Aber nicht nur die Titel stellen einen Bezug zum Horrorfilm her, auch und vor allem die sich durch das gesamte Album ziehenden Verweise auf die unverkennbaren Soundtracks speziell der großen italienischen und spanischen Genrestreifen der 70er und frühen 80er tragen wesentlich zur Erschaffung der grandiosen, leicht modrigen Friedhofsatmosphäre bei, die den Stücken der "Zweiten Beschwörung" inne wohnt.
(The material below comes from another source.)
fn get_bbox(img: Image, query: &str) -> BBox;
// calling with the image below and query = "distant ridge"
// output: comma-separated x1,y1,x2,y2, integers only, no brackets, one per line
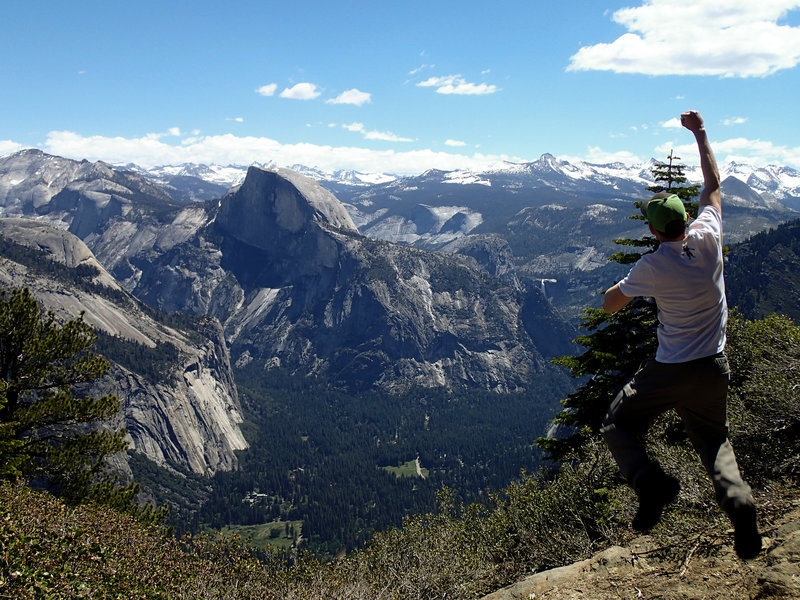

Bei Tracks wie "Lass schlafende Leichen ruhen" oder "The Spider Song" fühlt man sich unwillkürlich an die glorreichen Scores eines Fabio Frizzi erinnert, während vor dem geistigen Auge splatterige Meisterwerke wie "Die Geisterstadt der Zombies" oder "Ein Zombie hing am Glockenseil" von Italiens Numero Uno in Sachen Gore, Lucio Fulci vorüberziehen. Dazu muß gesagt werden, dass es sich bei "The Spider Song" um eine Coverversion handelt. Im Original stammt die Nummer von dem Singer/Songwriter und Countrysänger TOWNES VAN ZANDT (!!!).

Man muss nicht auf Teufel komm raus irgendwelche Bandvergleiche herbeizwingen, denn HEXENBRETT fahren komplett ihre eigene Linie. In den Black Metal Parts des Openers "Lass schlafende Leichen ruhen" fühlte ich mich ein wenig an frühe ABIGOR ("Nachthymnen") und auch an DISSECTION ("Storm Of The Light's Bane") erinnert. Aber grundsätzlich ist es eher so, dass einem vieles irgendwie bekannt vorkommt, sich aber nicht konkret zuordnen lässt, weil HEXENBRETT immer wieder mit vertrauten Stilmitteln arbeiten, ohne jedoch dabei zu kopieren. Den Rumpelsound der ersten EP hat man zum Glück über Bord geworfen. Die Produktion tönt nach wie vor rau, aber wesentlich stimmiger und satter, als bei der "Ersten Beschwörung".

Eigentlich macht es auch keinen Sinn, jetzt spezielle Songs der "Zweiten Beschwörung" besonders herauszuheben, da das Album eine in sich stimmige Gesamtkomposition darstellt, die perfekt ist, wenn man sie in ihrer Gänze aufnimmt und sich von dem dunklen morbiden Zauber einhüllen läßt, den die neun Stücke des Albums versprühen. HEXENBRETTs "Zweite Beschwörung: Ein Kind zu töten" ist ein kleines schwarzes Meisterwerk geworden - allerdings muß man sich darauf einlassen. Dann aber entfaltet sich dieses Kunstwerk zur Gänze und wird mit jedem Durchlauf größer.